Loïc Dombreval et Yolaine de Courson travaillent à la rédaction d'une proposition de résolution qui devrait être soumise à la signature des députés d'ici à début novembre afin de « demander, sans injonction, au gouvernement français la mise en œuvre effective et concrète de ce Haut conseil ou de la structure qu'il pensera être adaptée ».

L'Alliance tripartite

Le concept « One Health » n'en est pourtant pas à ses balbutiements. En réaction à la crise de la grippe aviaire de 2004-2006, l'Alliance tripartite entre l'OMS, l'OIE et la FAO a été officialisée et s'est particulièrement intéressée aux influenzas zoonotiques, à la rage et à l'antibiorésistance.

« L'antiobiorésistance est aujourd'hui l'exemple le plus abouti de notre collaboration tripartite : nous avons élaboré des plans d'action mondiaux coordonnés pour collecter les informations et suivre l'évolution des résistances, et nous avons invité les pays membres à les retranscrire dans leur législation », a expliqué la Dr Monique Eloit, directrice générale de l'OIE, à l'Assemblée nationale.

Si cette Alliance a permis de lancer une dynamique, « il manque une coordination globale et un cadrage politique », a déploré Jean-Luc Angot, inspecteur général de santé publique vétérinaire et président de l’Académie vétérinaire de France lors du même colloque. « Le concept "Une seule santé" doit s'incarner dans des projets concrets aux niveaux national, européen et international ». La création d'un Haut conseil constitué d'experts du monde entier devrait faciliter les collaborations pour agir contre les atteintes à la biodiversité et la déforestation, lutter contre le commerce illégal des animaux sauvages, mieux comprendre le franchissement de la barrière d'espèces, mieux surveiller la faune sauvage, établir une cartographie des zones et des espèces à risque, s'assurer de l'application des normes établies par les organisations internationales…

Décloisonner les disciplines

La gestion de la pandémie met en évidence le cloisonnement marqué entre médecine humaine et médecine vétérinaire : le recours à l'aide des vétérinaires s'est fait timidement alors même que ceux-ci ont une expertise en termes de gestion des épidémies qui auraient pu être davantage exploitées.

En France, certains laboratoires vétérinaires ont pu effectuer des tests diagnostiques RT-PCR du Covid, mais de manière marginale.
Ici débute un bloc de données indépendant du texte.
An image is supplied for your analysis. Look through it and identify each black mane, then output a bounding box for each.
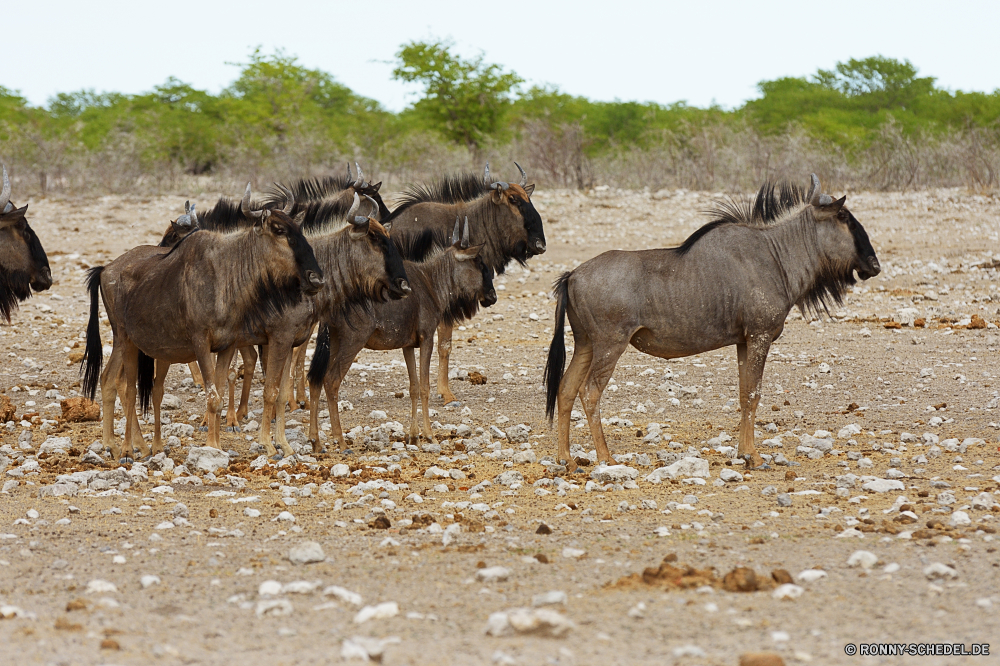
[676,181,806,254]
[382,173,490,223]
Pourtant, dès le début de la crise, « l'OIE a publié, en partenariat avec l'OMS et la FAO, des lignes directrices détaillant l'aide que représentent les laboratoires vétérinaires à la réponse de santé publique en termes de diagnostic », souligne Monique Eloit.
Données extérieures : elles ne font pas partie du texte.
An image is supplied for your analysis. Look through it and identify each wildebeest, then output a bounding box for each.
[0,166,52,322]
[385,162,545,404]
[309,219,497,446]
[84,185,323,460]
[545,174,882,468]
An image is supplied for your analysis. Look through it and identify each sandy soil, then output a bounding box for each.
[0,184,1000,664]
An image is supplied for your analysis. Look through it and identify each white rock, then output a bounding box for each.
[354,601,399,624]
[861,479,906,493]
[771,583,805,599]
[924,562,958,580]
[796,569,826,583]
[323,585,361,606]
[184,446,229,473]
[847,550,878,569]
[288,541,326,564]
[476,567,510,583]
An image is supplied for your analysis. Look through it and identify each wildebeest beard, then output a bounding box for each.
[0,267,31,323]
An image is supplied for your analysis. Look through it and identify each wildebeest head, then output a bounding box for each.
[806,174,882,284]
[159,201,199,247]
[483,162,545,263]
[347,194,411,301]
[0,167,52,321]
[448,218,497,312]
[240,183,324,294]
Jean-Luc Angot appelle ainsi à « décloisonner les disciplines : médecine humaine, médecine vétérinaire, écologie, mais aussi mathématiques, économie et sciences humaines et sociales ». Au niveau national, il propose de mettre en place plus de passerelles entre les formations, mais aussi davantage de formations dédiées à la thématique, y compris pour les hauts fonctionnaires et les dirigeants. Il appelle aussi à la nomination d'un délégué interministériel pour coordonner cette approche. Dans le cadre du nouveau Plan national santé environnement (PNSE 4), des discussions seraient en cours concernant la mise en place d'un groupe national réunissant toutes les parties prenantes autour du concept « Une seule santé ».